As for the guest room - it needs a mattress set and nothing has been hung up on the walls as of yet. We decided to use some photography our friend John Binkley did for us a few years ago and we're waiting to get it all printed and framed and hung. We've chosen shots of the old barn and the ancient Ford tractor that hasn't been used in years along with a couple of other shots that John took for us. Other decor planned for the room includes some antique toy trains and various linens made by David's mother on her loom.

We found the "new" table on my birthday while we were actually looking for some bedside tables that would go with the "new" suite in the Master. Although we found several tables that would have worked, nothing really said "buy me" - mainly because I'm leaning toward using un-matching tables that will give us a "pieced together' look while David is thinking more traditionally.

After visiting several antique dealers in town, we stopped by at our favorite store "A Step Back In Time"; we always leave this one for last because 90% of the time, it is here that we will find exactly what we are looking for....even if we didn't know it until we saw it. Going in to look at tables for beside the bed, we found the perfect one for the dining room. We've shopped here for so long that the owners have become friends and they know that "scale" is the most important thing we have to think of when we buy something for this house. So when I mentioned that we would also be looking for a farm table in a few weeks and he simply said "go look in the back room" off I went and then David heard that "oooh" that means he's doomed.

Tucked away in that back room was the perfect table - scale just right, drop leafed, perfect color and not so valuable that four dogs, three cats and various visiting teenagers would make us nervous every time they were in the room. Despite the fact that our original idea was to put the farm table in the kitchen and move the current kitchen table into the dining room - this table was perfect for the little used dining room. While not being used for eating or serving, it is long and narrow with the leaves dropped... filling the room while not obstructing the traffic flow.

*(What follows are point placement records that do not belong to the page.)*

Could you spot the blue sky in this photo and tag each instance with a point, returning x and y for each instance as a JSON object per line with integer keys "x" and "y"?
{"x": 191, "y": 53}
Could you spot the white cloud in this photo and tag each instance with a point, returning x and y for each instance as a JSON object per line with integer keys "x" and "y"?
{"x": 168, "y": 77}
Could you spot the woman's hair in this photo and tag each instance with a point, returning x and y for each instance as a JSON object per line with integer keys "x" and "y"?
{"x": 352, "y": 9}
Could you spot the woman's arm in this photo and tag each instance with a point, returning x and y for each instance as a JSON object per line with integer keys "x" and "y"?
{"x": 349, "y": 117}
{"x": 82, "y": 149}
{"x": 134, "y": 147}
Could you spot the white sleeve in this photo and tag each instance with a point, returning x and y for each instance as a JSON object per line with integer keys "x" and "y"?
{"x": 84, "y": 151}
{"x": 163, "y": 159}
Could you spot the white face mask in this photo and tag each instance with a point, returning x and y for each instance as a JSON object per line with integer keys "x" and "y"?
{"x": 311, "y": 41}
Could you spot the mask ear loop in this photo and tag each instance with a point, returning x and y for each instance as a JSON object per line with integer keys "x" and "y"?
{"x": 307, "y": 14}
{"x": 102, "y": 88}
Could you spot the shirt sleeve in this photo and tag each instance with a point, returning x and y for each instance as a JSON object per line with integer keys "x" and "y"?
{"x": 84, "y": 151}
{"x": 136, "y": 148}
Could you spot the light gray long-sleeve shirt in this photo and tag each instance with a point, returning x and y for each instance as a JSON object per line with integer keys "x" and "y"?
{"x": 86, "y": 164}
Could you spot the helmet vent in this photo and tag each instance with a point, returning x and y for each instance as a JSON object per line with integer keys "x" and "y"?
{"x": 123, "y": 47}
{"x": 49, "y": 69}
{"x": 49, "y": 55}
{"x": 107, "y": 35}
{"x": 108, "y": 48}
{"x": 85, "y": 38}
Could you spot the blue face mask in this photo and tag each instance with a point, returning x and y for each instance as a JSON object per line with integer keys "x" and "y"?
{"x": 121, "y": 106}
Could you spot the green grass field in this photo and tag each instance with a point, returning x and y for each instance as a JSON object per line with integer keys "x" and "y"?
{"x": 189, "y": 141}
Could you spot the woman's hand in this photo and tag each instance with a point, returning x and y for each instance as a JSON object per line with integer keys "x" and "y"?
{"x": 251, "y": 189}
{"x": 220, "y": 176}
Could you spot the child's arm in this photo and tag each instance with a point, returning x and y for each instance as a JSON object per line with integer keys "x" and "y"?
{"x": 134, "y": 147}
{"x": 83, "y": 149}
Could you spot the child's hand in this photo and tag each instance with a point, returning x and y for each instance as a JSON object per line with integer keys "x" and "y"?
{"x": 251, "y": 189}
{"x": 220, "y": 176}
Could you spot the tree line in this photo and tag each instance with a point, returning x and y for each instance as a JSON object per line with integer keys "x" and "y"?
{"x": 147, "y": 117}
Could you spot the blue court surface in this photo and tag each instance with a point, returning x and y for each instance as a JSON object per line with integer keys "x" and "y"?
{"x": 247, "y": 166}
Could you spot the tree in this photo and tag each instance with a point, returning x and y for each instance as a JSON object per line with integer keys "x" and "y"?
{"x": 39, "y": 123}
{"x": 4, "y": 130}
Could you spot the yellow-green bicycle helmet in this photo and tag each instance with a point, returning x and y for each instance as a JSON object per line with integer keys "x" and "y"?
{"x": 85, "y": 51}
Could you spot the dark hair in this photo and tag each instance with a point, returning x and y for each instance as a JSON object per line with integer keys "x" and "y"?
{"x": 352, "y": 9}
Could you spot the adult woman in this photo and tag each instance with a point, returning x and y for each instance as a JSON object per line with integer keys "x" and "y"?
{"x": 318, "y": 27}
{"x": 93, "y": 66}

The dining room is actually a walk through room; you go through it to get to the living room. Unless the table is "just right" you have to walk around it. This table is "just right".

As is the norm around here, every project takes a bit longer than we planned and gets revised as we go along; the finishing touches always get put on hold as we focus on the other areas of our life in the country - from chickens to gardening to simply deciding that today the front porch is calling. Three weeks ago we were in chaos wondering how in the world we'd put this place back together; today I find that I can walk through all the rooms and see what they are to be in the near future.

So the update to the original post regarding the state of our house is this.... its getting there....and like that dining room table, it is close to being "just right"........I'll post some photos soon.